The leaders of the Baronies do not seek to rule Union directly – though they do maintain a representative presence on the Central Committee – instead, they vie for control over Karrakis itself, and seek new worlds to add glory to her name. To sit steward upon the Annorum Dais on Karrakis is to mark yourself as the figurative lord of humanity – a chain unbroken since humans first stepped out from Olduvai.
Though the goal of the barons will always be control of the Annorum Dais, theirs is not an entirely insular culture. The houses of the Baronies pursue interstellar objectives and mount colonial expeditions, raise house companies, and participate in Union politics for varying reasons – some for gold, some for glory, some for adventure, and some who see interstellar ventures as a unique angle back into Karrakin politics.
History, In Brief
The history of the Karrakin people stretches from before the Fall to the present day, developing in parallel to and divergent from Union for thousands of years under the assumption that Karrakis alone had survived the Fall. Recontact occurred under Union’s First Committee, but if it had not been for the Deimos Event and Union’s meteoric technological ascendancy, Karrakis would have been the seat of humanity’s power. Unencumbered by the trauma of the Fall, the colony on Karrakis flourished, and for thousands of years its people enjoyed a linear development. By the time of first contact with Union, the Karrakins had made landfall on nearby worlds. By the time of the Deimos Event, they had developed mass industries and megastructural engineering, and their people had spread out over numerous terrestrial worlds and moons.

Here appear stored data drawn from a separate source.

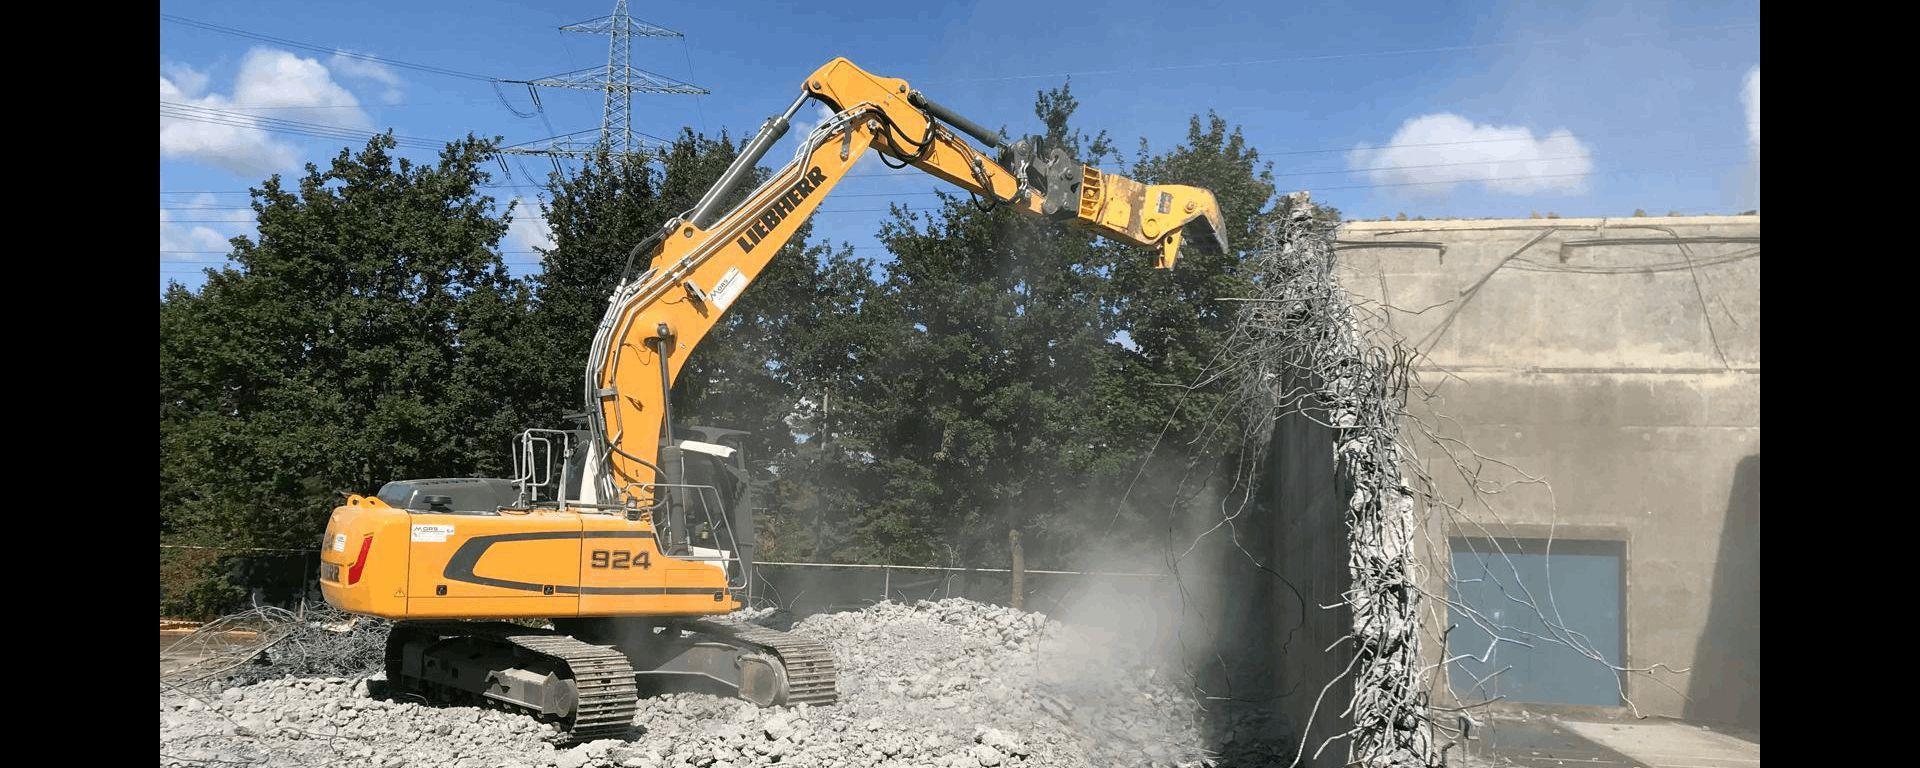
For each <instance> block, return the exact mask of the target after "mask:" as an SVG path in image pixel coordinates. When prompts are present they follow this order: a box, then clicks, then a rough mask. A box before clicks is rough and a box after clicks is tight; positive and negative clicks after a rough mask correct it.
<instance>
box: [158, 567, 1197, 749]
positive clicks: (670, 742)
mask: <svg viewBox="0 0 1920 768" xmlns="http://www.w3.org/2000/svg"><path fill="white" fill-rule="evenodd" d="M755 618H758V620H772V616H766V614H760V616H755ZM791 632H795V634H803V636H812V637H818V639H822V641H824V643H828V645H829V647H831V649H833V655H835V662H837V666H839V687H841V699H839V703H837V705H833V707H818V708H816V707H804V705H799V707H766V708H760V707H753V705H749V703H743V701H737V699H724V697H714V695H703V693H672V695H659V697H647V699H641V703H639V712H637V716H636V728H634V732H632V733H630V735H626V737H624V739H601V741H591V743H584V745H570V747H555V745H553V743H551V741H549V739H551V735H553V733H555V730H553V728H551V726H545V724H540V722H536V720H532V718H526V716H518V714H507V712H495V710H484V708H470V707H445V708H440V707H426V705H422V703H415V701H405V699H397V701H386V699H380V697H376V693H378V691H380V689H382V685H380V682H378V676H371V678H359V680H349V678H280V680H265V682H253V684H248V685H236V687H219V685H215V687H211V689H194V691H186V689H165V687H163V689H161V718H159V720H161V749H159V751H161V764H182V766H186V764H205V762H209V760H211V762H240V764H273V766H282V764H284V766H321V764H326V766H403V764H405V766H417V764H419V766H524V768H541V766H559V768H586V766H620V768H668V766H695V768H745V766H776V764H778V766H785V764H793V766H902V768H904V766H947V768H973V766H979V768H998V766H1006V768H1029V766H1031V768H1054V766H1075V768H1079V766H1198V764H1204V760H1206V758H1208V753H1206V751H1204V749H1202V743H1204V741H1202V724H1200V714H1202V712H1200V708H1198V707H1196V703H1194V701H1192V699H1190V697H1188V695H1187V691H1185V689H1183V685H1181V684H1179V682H1177V670H1164V668H1156V666H1154V664H1152V662H1148V657H1146V653H1144V649H1137V647H1127V645H1125V643H1112V641H1108V639H1104V637H1091V636H1087V634H1083V632H1081V630H1075V628H1069V626H1064V624H1060V622H1054V620H1048V618H1046V616H1043V614H1037V612H1023V611H1014V609H1004V607H995V605H983V603H972V601H964V599H945V601H920V603H914V605H900V603H879V605H874V607H870V609H866V611H854V612H837V614H820V616H808V618H804V620H801V622H797V624H793V628H791Z"/></svg>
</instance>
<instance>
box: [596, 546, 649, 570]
mask: <svg viewBox="0 0 1920 768" xmlns="http://www.w3.org/2000/svg"><path fill="white" fill-rule="evenodd" d="M593 566H595V568H651V566H653V561H651V555H649V553H645V551H637V553H630V551H626V549H612V551H607V549H595V551H593Z"/></svg>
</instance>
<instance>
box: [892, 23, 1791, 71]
mask: <svg viewBox="0 0 1920 768" xmlns="http://www.w3.org/2000/svg"><path fill="white" fill-rule="evenodd" d="M1759 27H1761V25H1759V23H1738V25H1718V27H1688V29H1667V31H1649V33H1624V35H1609V38H1632V36H1651V35H1674V33H1722V31H1734V29H1759ZM1569 42H1590V38H1559V40H1515V42H1476V44H1463V46H1432V48H1400V50H1373V52H1357V54H1319V56H1286V58H1273V60H1242V61H1200V63H1169V65H1164V67H1119V69H1087V71H1069V73H1044V75H996V77H964V79H931V81H920V83H1000V81H1033V79H1062V77H1094V75H1137V73H1152V71H1179V69H1210V67H1258V65H1267V63H1302V61H1340V60H1361V58H1382V56H1415V54H1457V52H1469V50H1490V48H1532V46H1559V44H1569Z"/></svg>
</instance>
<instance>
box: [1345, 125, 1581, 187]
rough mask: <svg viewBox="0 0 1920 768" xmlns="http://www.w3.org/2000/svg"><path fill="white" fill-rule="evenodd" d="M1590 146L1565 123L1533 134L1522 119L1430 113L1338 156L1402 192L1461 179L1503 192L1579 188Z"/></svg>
mask: <svg viewBox="0 0 1920 768" xmlns="http://www.w3.org/2000/svg"><path fill="white" fill-rule="evenodd" d="M1590 154H1592V152H1590V150H1588V146H1586V144H1584V142H1580V140H1578V138H1574V134H1572V132H1571V131H1567V129H1559V131H1553V132H1549V134H1546V136H1540V138H1534V131H1532V129H1526V127H1511V125H1478V123H1473V121H1469V119H1465V117H1461V115H1453V113H1434V115H1421V117H1413V119H1409V121H1405V123H1402V125H1400V131H1398V132H1394V138H1392V140H1388V142H1386V144H1384V146H1369V144H1361V146H1357V148H1354V150H1352V152H1348V157H1346V159H1348V167H1352V169H1356V171H1363V173H1365V177H1367V180H1371V182H1373V184H1396V186H1398V188H1404V190H1407V192H1409V194H1444V192H1448V190H1452V188H1453V184H1469V182H1480V184H1486V188H1488V190H1492V192H1507V194H1534V192H1561V194H1572V192H1582V190H1586V179H1588V177H1586V175H1590V173H1592V171H1594V159H1592V157H1590Z"/></svg>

There was friction under the Second Committee. Fearing significant resistance to integration from the Karrakins – which, indeed, took place – the Second Committee sent a fleet before its diplomats. The war between the Karrakin peoples and Union was short: bolstered by technological advancements guaranteed via the Deimos event, the Union Navy smashed aside their Karrakin opponents and secured a surrender.
Their fleet eliminated, facing Union’s singular control over paracausal entities and technology, and burdened with a baroque monarchy hamstrung by conventional interstellar communications and transportation, the Karrakins took the unprecedented step of ceding galactic sovereignty to Union.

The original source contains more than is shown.